There are a few different things that are striking about having fewer US casualties. First is that, and I know that this will come across as racist and demeaning, but Afghans smell really, really strange. Different and… spicy? Something. They smell like they come from another world. (And again, a pop culture parenthetical, how many films reference smell? I can’t think of many. I mean, some do it in subtle ways, people putting handkerchiefs to their nose, but how many discuss scent? Han Solo, “And I thought they smelled bad… on the outside.” What else?) And there will be the child and his or her parents, sitting in the Intensive Treatment Unit (ITU), don’t speak English. So there is a great deal of sitting and looking… smiling? Not necessarily. There is a lot of looking at each other. And it seems like one of those awkward looks. I mean, I assume they are grateful that we’re helping the kid out. I assume they are not blaming us for the kid being hurt… but how are we not supposed to feel a little bit like we ARE responsible? I mean, not that awful things wouldn’t be happening if we weren’t here. But surely that particular child wouldn’t have his particular legs missing.

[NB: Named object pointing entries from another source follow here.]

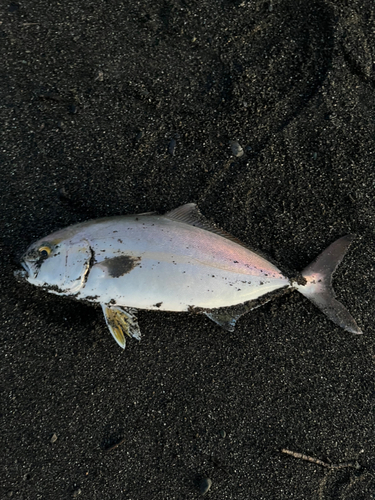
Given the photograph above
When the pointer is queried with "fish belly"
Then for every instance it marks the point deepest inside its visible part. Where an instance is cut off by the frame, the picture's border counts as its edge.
(174, 266)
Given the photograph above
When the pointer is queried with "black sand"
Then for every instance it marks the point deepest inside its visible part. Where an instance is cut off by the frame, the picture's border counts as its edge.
(121, 107)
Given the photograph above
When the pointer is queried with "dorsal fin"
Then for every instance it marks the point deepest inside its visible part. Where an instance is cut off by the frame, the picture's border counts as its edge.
(190, 214)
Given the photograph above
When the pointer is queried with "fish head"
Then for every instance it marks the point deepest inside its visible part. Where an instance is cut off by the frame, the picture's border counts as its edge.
(57, 264)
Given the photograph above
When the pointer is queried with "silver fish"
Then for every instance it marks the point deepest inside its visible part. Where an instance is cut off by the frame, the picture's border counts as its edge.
(173, 262)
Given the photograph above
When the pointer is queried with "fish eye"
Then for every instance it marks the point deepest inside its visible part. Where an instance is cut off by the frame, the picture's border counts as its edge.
(44, 251)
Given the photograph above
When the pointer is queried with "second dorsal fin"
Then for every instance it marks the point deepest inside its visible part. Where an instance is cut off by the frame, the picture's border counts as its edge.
(190, 214)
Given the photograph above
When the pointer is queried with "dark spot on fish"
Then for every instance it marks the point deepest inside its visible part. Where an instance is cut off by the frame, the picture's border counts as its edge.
(118, 266)
(52, 288)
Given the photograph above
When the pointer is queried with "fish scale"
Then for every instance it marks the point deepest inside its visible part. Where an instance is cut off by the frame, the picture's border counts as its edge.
(173, 262)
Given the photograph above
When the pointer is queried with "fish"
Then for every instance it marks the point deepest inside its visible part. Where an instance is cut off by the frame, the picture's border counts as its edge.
(178, 261)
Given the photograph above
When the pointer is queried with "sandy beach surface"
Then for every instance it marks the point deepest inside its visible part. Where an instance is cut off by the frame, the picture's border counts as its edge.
(260, 112)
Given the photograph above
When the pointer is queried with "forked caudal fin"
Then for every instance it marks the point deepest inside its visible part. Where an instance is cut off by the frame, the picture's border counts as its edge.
(318, 288)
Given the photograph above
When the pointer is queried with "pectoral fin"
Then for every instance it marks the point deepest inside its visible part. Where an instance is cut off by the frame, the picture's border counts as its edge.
(121, 322)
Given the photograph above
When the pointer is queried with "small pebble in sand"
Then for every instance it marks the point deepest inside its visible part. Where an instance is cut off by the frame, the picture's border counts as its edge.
(237, 150)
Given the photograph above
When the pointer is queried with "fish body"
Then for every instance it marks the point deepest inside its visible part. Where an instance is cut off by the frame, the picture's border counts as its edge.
(173, 262)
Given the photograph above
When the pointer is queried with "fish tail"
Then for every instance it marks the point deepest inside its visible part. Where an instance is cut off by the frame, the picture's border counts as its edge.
(318, 288)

There is another war going on here, as well. I am embroiled in an on-going altercation, not to say nightly battle, with flies. There are many, many flies here. With the usual, historical British brilliance when it comes to sanitation, the hospital is built on top of the base septic tank. For most things, this isn’t a huge problem. The bathrooms smell awful, all of the time. The water pongs a bit. But mostly the problem is the flies. There is negative pressure in the hospital’s main area, so the flies are most shooed out by that. But over in my area there are battalions of the damned things. I kill between 5 and 15 a night, and there are always more. Some are particularly wily and when I get a wily one I stalk it like I am the Last of the Mohicans. In a room full of British Soldiers, you might think the LotM would have better things to do than chase flies, but I suppose the characterization isn’t perfect.

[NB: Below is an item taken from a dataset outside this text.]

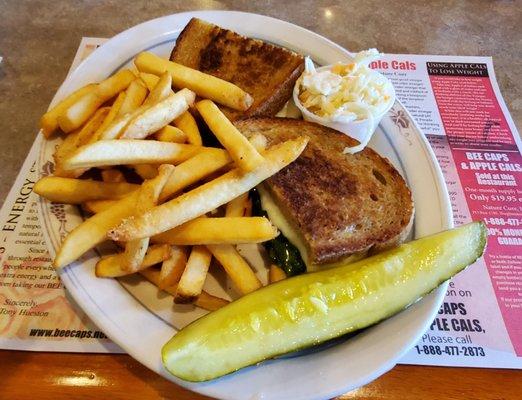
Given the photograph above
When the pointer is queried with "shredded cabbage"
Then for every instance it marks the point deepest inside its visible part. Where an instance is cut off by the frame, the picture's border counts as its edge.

My days, which are nights, are mostly full of school work. I am working hard towards my Bachelor’s Degree in Business Administration. If I can finish it in the next year and a bit, then I will be eligible for a spot in the 2012 Medical Service Corps-Inservice Procurement Program. That means that I will have the opportunity to be made an Officer and be sent to get my Master’s Degree in Healthcare Administration. That’s good because it means I will have more money, but also because it will mean that I can go do the job I really want to do. I want to go be in the Plans, Operations, Missions and Intelligence field. I want to go be what we call a POMI and work with the Marines. It’s the job I did in Okinawa, but it’s at a higher level, if you’re an officer. It is the first job I’ve ever done where I really felt at home. I am confident doing that, and the downside is that I have to take all these college classes. But I suppose that with anything good, you have to pay the price.

And a note for those of you who pray, the wild thing this week was a fellow who came in with a pain in his neck that turned out to be a brain tumor. He is on his way home, but that’s a hell of thing to find out.

To paraphrase Garrison Keillor, where all the men are lonely, all the women are (consequently) good looking, and all the children have been recently blown up by Improvised Explosive Devices.